突然迫ってきた夏川に、俺はなすすべもなく追い詰められた。真後ろには机、もう逃げ場はない。

「なっ、ちょ放せよ! お前何する気だっ」

「いいコト」

なにやら意味深な事を口走ったかと思うと、夏川は俺の腕をつかみ顔を近づけてくる。奴がしようとしていることにやっと気がついた俺は、慌てて夏川の肩を力の限り押し返した。

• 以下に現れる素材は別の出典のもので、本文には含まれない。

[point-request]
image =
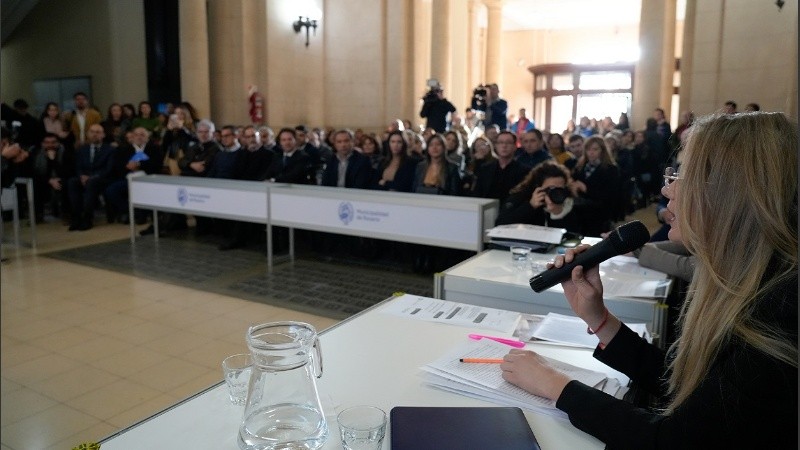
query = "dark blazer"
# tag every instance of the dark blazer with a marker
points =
(198, 151)
(253, 165)
(517, 209)
(403, 178)
(452, 184)
(124, 153)
(600, 201)
(358, 174)
(533, 160)
(102, 166)
(747, 400)
(295, 171)
(490, 182)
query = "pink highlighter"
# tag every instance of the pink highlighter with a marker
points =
(511, 342)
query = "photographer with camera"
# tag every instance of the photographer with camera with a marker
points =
(543, 198)
(496, 108)
(435, 107)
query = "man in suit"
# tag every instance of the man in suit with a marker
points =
(81, 118)
(94, 165)
(290, 165)
(532, 151)
(494, 179)
(347, 168)
(140, 154)
(496, 109)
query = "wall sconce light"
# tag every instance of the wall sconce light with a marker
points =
(306, 23)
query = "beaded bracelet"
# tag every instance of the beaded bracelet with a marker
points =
(599, 327)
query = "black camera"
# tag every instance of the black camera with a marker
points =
(432, 95)
(478, 102)
(557, 194)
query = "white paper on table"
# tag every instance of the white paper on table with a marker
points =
(628, 265)
(443, 311)
(621, 286)
(566, 330)
(569, 330)
(526, 232)
(486, 379)
(527, 327)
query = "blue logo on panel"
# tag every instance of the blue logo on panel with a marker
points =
(183, 196)
(346, 212)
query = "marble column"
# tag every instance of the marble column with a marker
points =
(652, 86)
(494, 42)
(236, 41)
(440, 41)
(687, 55)
(195, 81)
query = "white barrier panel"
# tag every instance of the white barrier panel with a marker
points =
(231, 199)
(443, 221)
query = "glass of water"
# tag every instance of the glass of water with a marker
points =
(237, 376)
(362, 427)
(519, 257)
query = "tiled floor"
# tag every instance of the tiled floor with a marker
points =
(86, 352)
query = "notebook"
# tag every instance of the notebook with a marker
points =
(421, 428)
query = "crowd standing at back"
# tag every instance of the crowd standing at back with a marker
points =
(80, 159)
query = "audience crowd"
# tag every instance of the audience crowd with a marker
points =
(584, 179)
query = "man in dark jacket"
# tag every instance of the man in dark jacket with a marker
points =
(435, 108)
(347, 168)
(93, 170)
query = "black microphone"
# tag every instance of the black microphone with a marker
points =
(623, 239)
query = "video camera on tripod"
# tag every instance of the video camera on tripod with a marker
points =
(478, 102)
(434, 88)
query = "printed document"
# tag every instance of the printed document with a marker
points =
(443, 311)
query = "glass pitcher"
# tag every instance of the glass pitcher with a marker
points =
(283, 410)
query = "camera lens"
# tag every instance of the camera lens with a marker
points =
(557, 194)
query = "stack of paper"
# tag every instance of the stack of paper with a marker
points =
(485, 382)
(535, 237)
(443, 311)
(564, 330)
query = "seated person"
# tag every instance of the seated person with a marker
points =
(347, 168)
(730, 378)
(542, 198)
(140, 155)
(94, 166)
(435, 174)
(596, 184)
(496, 178)
(396, 172)
(52, 167)
(291, 164)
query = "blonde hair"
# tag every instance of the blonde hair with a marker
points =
(606, 159)
(737, 213)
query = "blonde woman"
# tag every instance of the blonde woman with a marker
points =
(435, 174)
(730, 378)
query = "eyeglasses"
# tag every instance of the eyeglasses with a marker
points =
(670, 175)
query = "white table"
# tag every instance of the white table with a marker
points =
(489, 279)
(371, 358)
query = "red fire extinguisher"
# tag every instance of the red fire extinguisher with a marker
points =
(256, 106)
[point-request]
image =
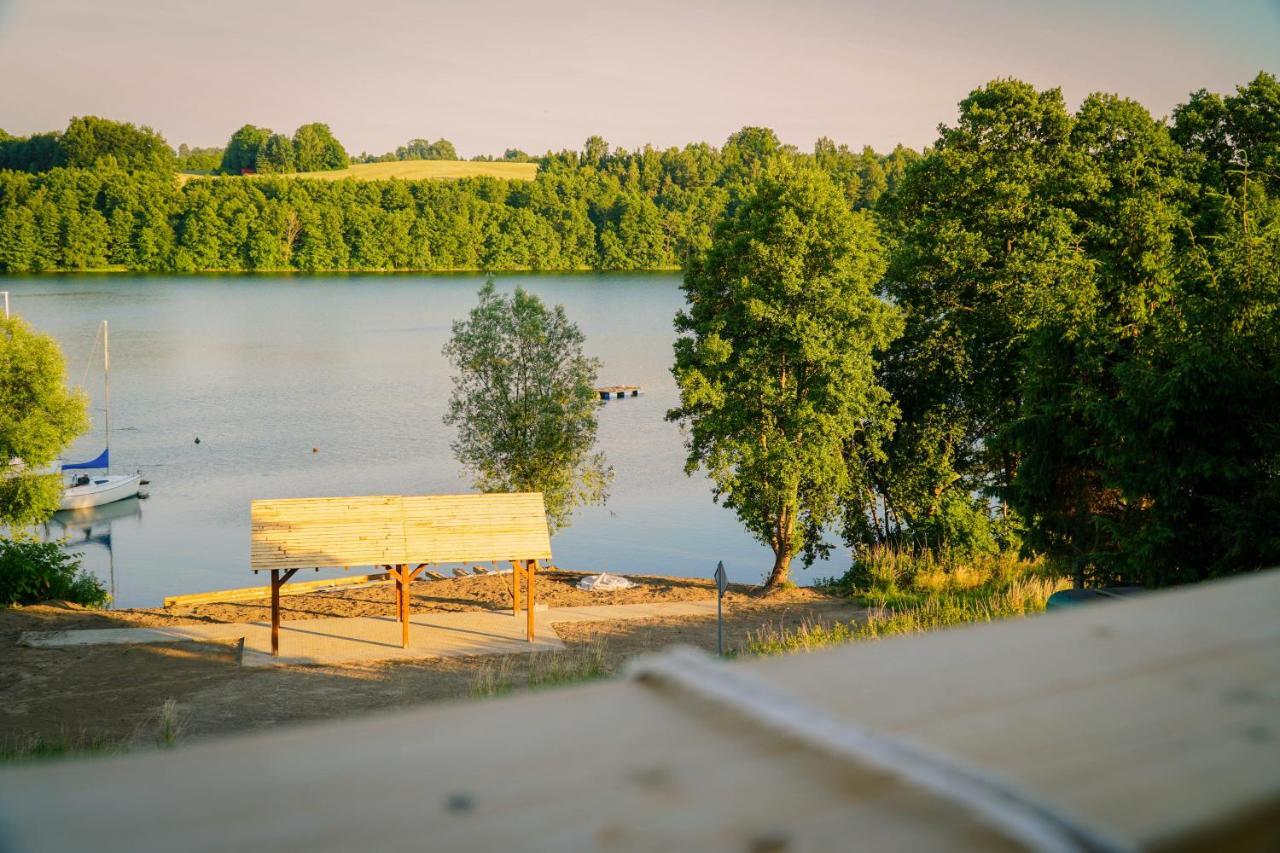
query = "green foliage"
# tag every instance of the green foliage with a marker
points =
(424, 150)
(524, 404)
(316, 149)
(776, 355)
(33, 571)
(242, 149)
(579, 664)
(39, 418)
(65, 746)
(1091, 334)
(90, 140)
(275, 156)
(933, 612)
(199, 160)
(910, 593)
(643, 209)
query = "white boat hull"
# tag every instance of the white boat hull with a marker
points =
(100, 489)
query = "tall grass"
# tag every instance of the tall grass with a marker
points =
(910, 593)
(577, 664)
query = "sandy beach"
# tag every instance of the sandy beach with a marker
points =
(117, 694)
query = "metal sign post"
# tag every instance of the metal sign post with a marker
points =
(721, 585)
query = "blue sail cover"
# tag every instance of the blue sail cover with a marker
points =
(94, 463)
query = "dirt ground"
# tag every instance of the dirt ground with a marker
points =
(142, 694)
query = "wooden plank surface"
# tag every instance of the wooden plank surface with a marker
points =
(1156, 720)
(391, 529)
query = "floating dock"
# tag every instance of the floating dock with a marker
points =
(618, 392)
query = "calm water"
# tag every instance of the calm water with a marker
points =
(265, 369)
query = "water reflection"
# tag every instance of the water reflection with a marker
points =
(87, 532)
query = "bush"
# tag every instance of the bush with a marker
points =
(32, 571)
(883, 576)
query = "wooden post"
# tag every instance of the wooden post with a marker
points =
(275, 612)
(403, 574)
(277, 582)
(530, 570)
(515, 587)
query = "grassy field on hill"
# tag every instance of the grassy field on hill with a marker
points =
(416, 170)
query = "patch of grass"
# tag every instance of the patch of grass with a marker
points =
(577, 664)
(169, 724)
(65, 746)
(932, 611)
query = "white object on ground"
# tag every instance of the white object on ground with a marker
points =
(604, 582)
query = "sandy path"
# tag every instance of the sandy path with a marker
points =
(117, 693)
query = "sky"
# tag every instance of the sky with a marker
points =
(544, 74)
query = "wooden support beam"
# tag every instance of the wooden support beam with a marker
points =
(405, 580)
(516, 568)
(277, 582)
(530, 571)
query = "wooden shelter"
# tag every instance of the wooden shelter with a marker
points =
(403, 534)
(1151, 723)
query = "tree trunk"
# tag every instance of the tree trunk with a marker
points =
(781, 568)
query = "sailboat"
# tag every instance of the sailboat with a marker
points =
(85, 491)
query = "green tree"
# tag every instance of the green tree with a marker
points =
(316, 149)
(39, 418)
(88, 140)
(242, 149)
(524, 404)
(275, 156)
(983, 232)
(425, 150)
(776, 355)
(1192, 441)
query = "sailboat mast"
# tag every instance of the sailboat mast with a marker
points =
(106, 396)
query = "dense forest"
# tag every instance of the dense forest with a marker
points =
(113, 201)
(1075, 346)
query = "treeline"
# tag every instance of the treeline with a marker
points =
(259, 150)
(590, 209)
(88, 142)
(1091, 356)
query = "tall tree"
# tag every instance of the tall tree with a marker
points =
(316, 149)
(275, 156)
(39, 418)
(243, 147)
(777, 352)
(1129, 200)
(524, 404)
(88, 140)
(982, 232)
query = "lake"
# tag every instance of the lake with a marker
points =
(264, 369)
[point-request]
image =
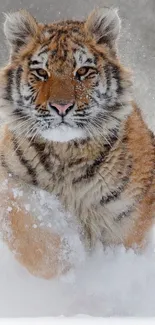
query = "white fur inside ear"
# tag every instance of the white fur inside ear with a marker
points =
(19, 26)
(104, 24)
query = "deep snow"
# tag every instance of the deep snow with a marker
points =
(109, 283)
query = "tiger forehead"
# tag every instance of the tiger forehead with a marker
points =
(63, 52)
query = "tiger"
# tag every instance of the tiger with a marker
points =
(71, 127)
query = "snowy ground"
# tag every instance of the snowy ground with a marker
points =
(112, 283)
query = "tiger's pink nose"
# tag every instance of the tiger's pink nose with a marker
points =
(62, 109)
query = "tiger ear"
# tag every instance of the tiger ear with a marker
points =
(104, 24)
(19, 28)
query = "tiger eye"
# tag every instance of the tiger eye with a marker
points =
(42, 73)
(82, 71)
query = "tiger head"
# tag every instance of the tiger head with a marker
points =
(64, 80)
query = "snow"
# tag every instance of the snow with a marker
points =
(113, 282)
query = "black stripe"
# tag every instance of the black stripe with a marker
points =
(31, 171)
(114, 195)
(124, 214)
(91, 170)
(116, 74)
(44, 157)
(18, 81)
(107, 70)
(8, 89)
(4, 163)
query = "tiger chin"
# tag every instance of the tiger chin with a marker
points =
(71, 127)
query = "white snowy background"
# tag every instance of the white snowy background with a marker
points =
(111, 283)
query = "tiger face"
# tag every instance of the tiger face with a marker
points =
(64, 80)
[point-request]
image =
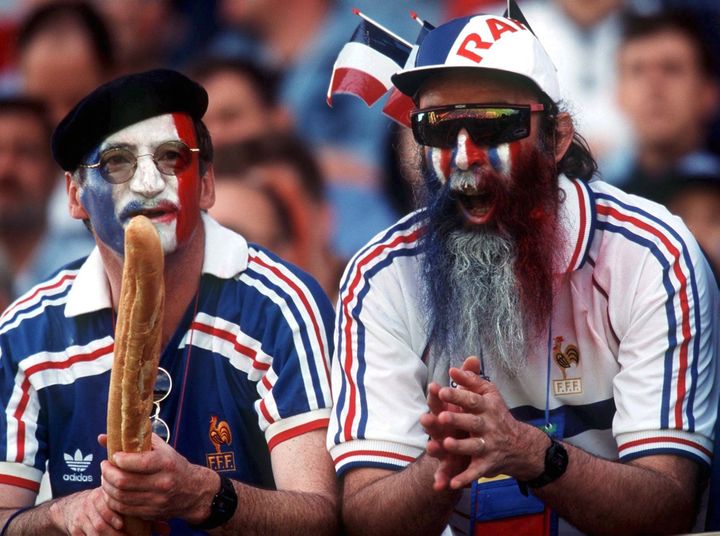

「やめろッ、男とそんなことする趣味はない! 絶対お断りだ!」

「なんだ、お前キスもしたことないのか」

…コイツ、サクッと俺の傷をえぐるな。

「そうだよ! 悪いかよ! つかそれこそテメェに関係ないだろ」

柄じゃあないが、俺はこう見えてファーストキスにはかなり夢がある。とりあえずこんな所で男とするのは夢に見たシチュエーションではない。

「へぇ、じゃあ俺がお前の初めてって訳か」

「はぁ? 何を…」

当たり前だが、夏川は俺の事情なんて考えちゃいなかった。なおも迫ってくる夏川を避けようとするうちに俺は机に上半身を押し倒されてしまう。

「放せ放せ! 放しやがれ!」

「もうあきらめろよ。気持ち良くしてやるから」

「ひいぃ!」

このキモい男にファーストキスを盗られるのだけは勘弁だ。俺は最大限の力を振り絞り奴の体をめいっぱい押し戻した。

「ぬおおおお!」

「……………お前、色気ないな」

「なくて結構!!」

必死で抵抗するも俺の努力むなしく夏川はぐんぐんと迫ってくる。力の差がありすぎだ。喧嘩が強いってのもあながち嘘じゃないらしい。

「つかテメェ、ホモのくせに何で俺を襲うんだよ! 変だろ!」

「問題ない」

「何で!?」

驚き戸惑う俺に、夏川は顔を歪ませながらとんでもないことを口にした。